Biclonal gammopathies are a vanishingly rare group characterized by the production of two distinct monoclonal proteins. This rare finding can result for example from either a proliferation of two clones of plasma cells with each producing an unrelated monoclonal spike or from the production of two monoclonal spikes by a single clone of plasma cells. Approximately 1.5% of multiple myeloma cases present with biclonal paraproteinemia [6]. Mullikin et al. [7] reported that 23 out of 393 patients with biclonal gammopathy of unknown significance in their study had progression to either multiple myeloma, smoldering myeloma, light chain amyloidosis or Waldenstrom macroglobulinemia with the dominant clone being the principal player through the course of the disease in 21 patients [7]. Several cases of isotype switching have been reported in myeloma patients with biclonal spikes. A case exhibited a shift from primarily IgG with a minor IgD component to a predominant IgD immunoglobulin production after chemotherapy with findings revealing neoplastic origin from a single clone of B-cells [8]. Franck et al. [9] reported another case with shift from a single paraprotein IgG Kappa to a biclonal paraprotein IgG kappa and IgD kappa. It is not uncommon to see biclonal bands with isotype switching on serum immunofixation of post stem cell transplant patients and those receiving immunosuppressive therapy. They are more likely to be transient phenomena as opposed to a neoplastic recurrence and are not associated with adverse prognosis [10].
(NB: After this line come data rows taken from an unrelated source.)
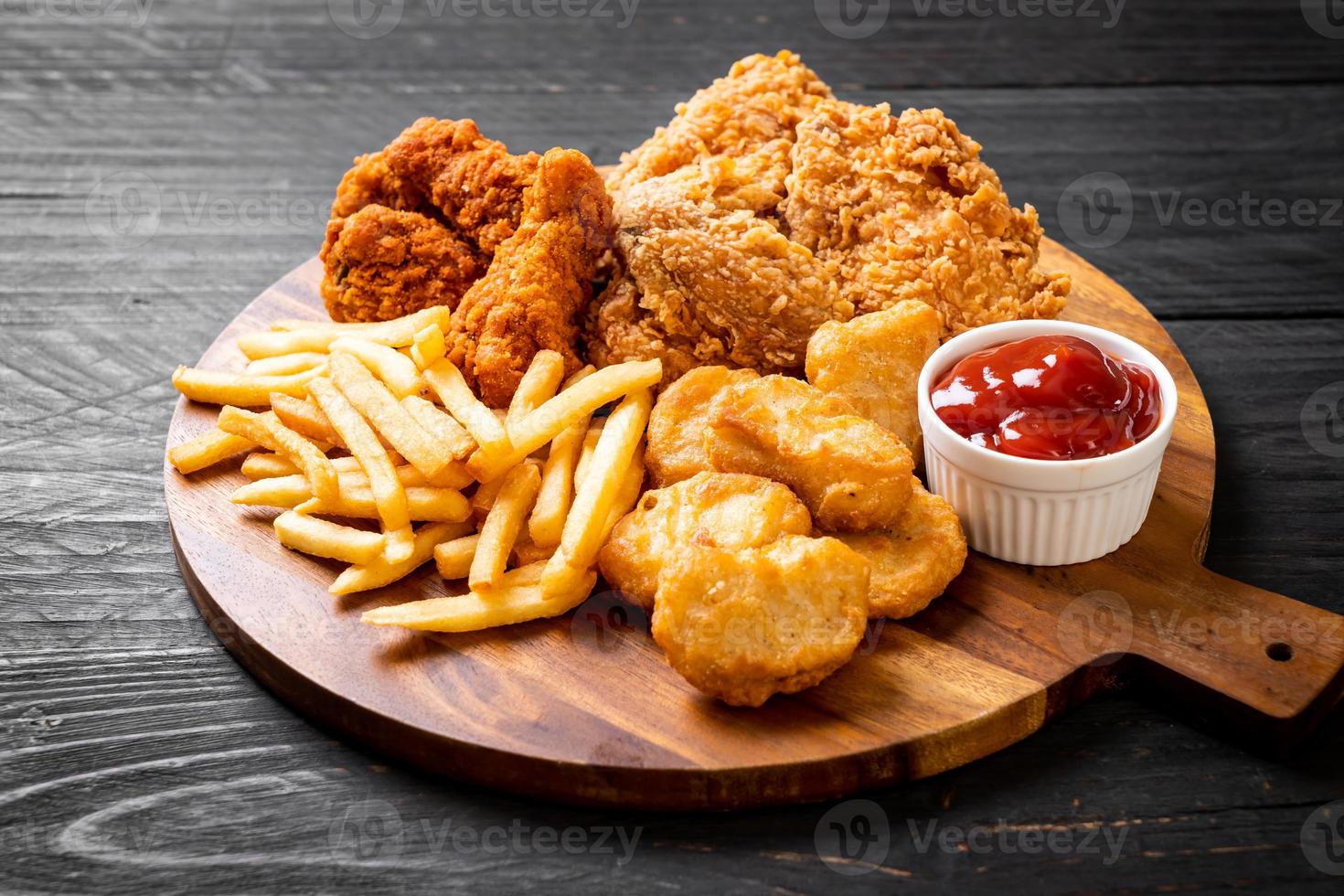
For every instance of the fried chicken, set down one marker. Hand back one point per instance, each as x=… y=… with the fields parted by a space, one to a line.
x=539 y=280
x=766 y=208
x=448 y=197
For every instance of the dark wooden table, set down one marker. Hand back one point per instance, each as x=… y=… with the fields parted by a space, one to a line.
x=134 y=753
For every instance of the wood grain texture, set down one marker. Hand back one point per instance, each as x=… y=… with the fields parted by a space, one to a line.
x=117 y=703
x=1007 y=647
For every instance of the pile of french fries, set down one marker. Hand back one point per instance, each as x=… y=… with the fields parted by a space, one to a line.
x=345 y=425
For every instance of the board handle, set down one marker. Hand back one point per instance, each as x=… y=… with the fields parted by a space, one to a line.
x=1257 y=661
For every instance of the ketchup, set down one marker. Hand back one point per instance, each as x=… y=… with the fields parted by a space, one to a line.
x=1050 y=398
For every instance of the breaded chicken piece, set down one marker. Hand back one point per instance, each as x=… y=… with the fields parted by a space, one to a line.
x=761 y=100
x=709 y=509
x=914 y=561
x=679 y=421
x=539 y=280
x=905 y=208
x=385 y=263
x=874 y=363
x=851 y=473
x=742 y=624
x=718 y=281
x=472 y=180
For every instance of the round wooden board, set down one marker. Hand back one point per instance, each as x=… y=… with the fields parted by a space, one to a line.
x=583 y=709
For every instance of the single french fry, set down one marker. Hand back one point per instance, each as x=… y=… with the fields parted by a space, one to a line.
x=454 y=558
x=451 y=386
x=380 y=571
x=325 y=539
x=538 y=384
x=208 y=449
x=240 y=389
x=266 y=430
x=423 y=503
x=557 y=492
x=285 y=364
x=397 y=371
x=591 y=441
x=368 y=452
x=429 y=347
x=503 y=524
x=441 y=426
x=597 y=493
x=581 y=400
x=511 y=603
x=379 y=406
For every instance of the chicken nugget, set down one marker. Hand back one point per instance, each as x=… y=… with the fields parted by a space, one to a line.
x=709 y=509
x=874 y=363
x=679 y=420
x=742 y=624
x=914 y=561
x=851 y=473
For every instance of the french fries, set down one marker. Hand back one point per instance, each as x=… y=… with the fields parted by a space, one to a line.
x=382 y=571
x=508 y=604
x=380 y=407
x=503 y=524
x=594 y=501
x=325 y=539
x=385 y=486
x=581 y=400
x=266 y=430
x=451 y=386
x=208 y=449
x=240 y=389
x=397 y=371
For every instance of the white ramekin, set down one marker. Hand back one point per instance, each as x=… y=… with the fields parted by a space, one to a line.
x=1043 y=512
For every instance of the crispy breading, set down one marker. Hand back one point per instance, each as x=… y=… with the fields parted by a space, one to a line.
x=385 y=263
x=538 y=283
x=874 y=363
x=851 y=473
x=709 y=509
x=745 y=624
x=914 y=561
x=905 y=208
x=679 y=421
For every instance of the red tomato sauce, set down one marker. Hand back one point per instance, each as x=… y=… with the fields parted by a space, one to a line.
x=1050 y=398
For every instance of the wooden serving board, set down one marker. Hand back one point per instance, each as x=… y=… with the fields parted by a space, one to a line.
x=583 y=709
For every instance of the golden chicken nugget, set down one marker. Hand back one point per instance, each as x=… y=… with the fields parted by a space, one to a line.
x=874 y=363
x=851 y=473
x=709 y=509
x=742 y=624
x=679 y=420
x=912 y=563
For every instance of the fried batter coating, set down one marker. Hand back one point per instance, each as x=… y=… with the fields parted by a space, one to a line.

Kyle et al. [6] reported no difference in prognosis between biclonal and monoclonal gammopathy. However, recognition of this existence increases the credibility and helps in assessing treatment response during follow-up [1]. To our knowledge, this is the first ever-reported case with biclonal gammopathy with simultaneous extramedullary involvement.
Conclusion
Our case report highlights an extremely rare clinical presentation of lymph node and bone marrow involved by biclonal multiple myeloma. Biclonal gammopathy can have its origin from either a single clone or two clones of plasma cells. Given the simultaneous presentation it is unclear in our case as to which originated first. Nevertheless, identification of biclonality not only helps us to be precise but also will be helpful in guiding treatment and to follow up response.
Statement of Ethics
The authors have no ethical conflicts to declare. The authors have provided informed consent to publish the manuscript.
Disclosure Statement
The authors certify that they have NO affiliations with or involvement in any organization or entity with any financial interest (such as honoraria; educational grants; participation in speakers’ bureaus; membership, employment, consultancies, stock ownership, or other equity interest; and expert testimony or patent-licensing arrangements), or non-financial interest (such as personal or professional relationships, affiliations, knowledge or beliefs) in the subject matter or materials discussed in this manuscript.
The authors do not have any conflicts of interest to disclose.